Dec 23, 2013

According to the Stock Trader’s Almanac, the two first years of the Presidential four-year cycle are usually the worst with the last two usually the best. Bear markets usually occur during the first two years. Since 2013 (the first year of this term) was so strong, historical odds for 2014 (the second year) to suffer a correction are pretty high. The chart above overlays four-year cycle lows on the SP 500 going back to 1990. The vertical bars show the last six bottoms occurring in 1990, 1994, 1998, 2002, 2006, and 2010. Earlier four-year patterns (not shown here) occurred in 1970, 1974, 1982, and 1987 (the cycle skipped 1978 while 1987 was a year late). Most of those bottoms took place during the second half of those years (mainly around October), and have coincided with midterm congressional elections. Assuming the four-year pattern repeats, the next bottom is due in 2014 and most likely during the fourth quarter. That carries both good and bad news. While the second year of a presidential term (like 2014) is usually the weakest, the third year (2015) is usually the strongest. If the 2014 presidential cycle holds true, the bad news is that it is likely to experience a noteworthy stock correction; the good news is that correction should lead to a major buying opportunity later in the year.

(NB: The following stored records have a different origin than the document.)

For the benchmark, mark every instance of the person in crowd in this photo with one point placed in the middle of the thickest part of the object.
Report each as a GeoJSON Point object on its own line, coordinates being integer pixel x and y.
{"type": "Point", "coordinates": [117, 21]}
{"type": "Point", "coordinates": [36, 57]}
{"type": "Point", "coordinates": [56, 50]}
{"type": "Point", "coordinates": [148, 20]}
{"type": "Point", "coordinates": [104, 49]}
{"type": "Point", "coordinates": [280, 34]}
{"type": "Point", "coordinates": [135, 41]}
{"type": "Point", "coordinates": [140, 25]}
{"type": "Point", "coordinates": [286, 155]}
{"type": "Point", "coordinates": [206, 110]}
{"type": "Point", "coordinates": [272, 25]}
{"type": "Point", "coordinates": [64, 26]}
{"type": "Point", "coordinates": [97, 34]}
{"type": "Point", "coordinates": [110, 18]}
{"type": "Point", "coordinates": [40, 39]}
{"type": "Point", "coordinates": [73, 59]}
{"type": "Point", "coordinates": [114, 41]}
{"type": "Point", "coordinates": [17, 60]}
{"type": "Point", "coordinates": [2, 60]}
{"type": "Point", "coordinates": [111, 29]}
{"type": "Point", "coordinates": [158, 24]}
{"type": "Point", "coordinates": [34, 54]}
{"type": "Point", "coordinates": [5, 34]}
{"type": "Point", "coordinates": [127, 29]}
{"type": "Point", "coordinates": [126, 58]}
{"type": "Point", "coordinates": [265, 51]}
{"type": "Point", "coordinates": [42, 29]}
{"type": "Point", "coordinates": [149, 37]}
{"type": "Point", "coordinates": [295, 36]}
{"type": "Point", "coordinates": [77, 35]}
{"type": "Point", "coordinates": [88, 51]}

You might be wondering if every 2nd year of a presidency is bad shouldn’t I exit stocks now.  My response is no, not yet.  Since we cannot predict the future and seasonality patterns are NOT guaranteed, it is important to wait for a signal before you take action. One thing I like to do is watch how stocks perform in January. Why?  Because a down January stock market serves as a warning – According to the Stock Trader’s Almanac, every down January for the S&P500 since 1950, without exception, preceded a new or extended bear market, flat market, or a 10% correction. 12 bear markets began, and ten continued into second years with poor January’s. When the first month of the year has been down, the rest of the year followed with an average loss of 13.9%. In most years, these declines later provided excellent buying opportunities. For example, 2008 was the worst January on record and preceded the worst bear market since the Great Depression. But 2009 proved to be one of the greatest buying opportunities in American history. For me until we get a signal otherwise, staying course with the primary bull trend makes sense but with a vigilant eye for some sort of a warning flag from the market is sensible.

Merry Christmas and Happy Holidays everyone. This will be my last post for 2013 so I wish everyone a warm, safe and prosperous 2014.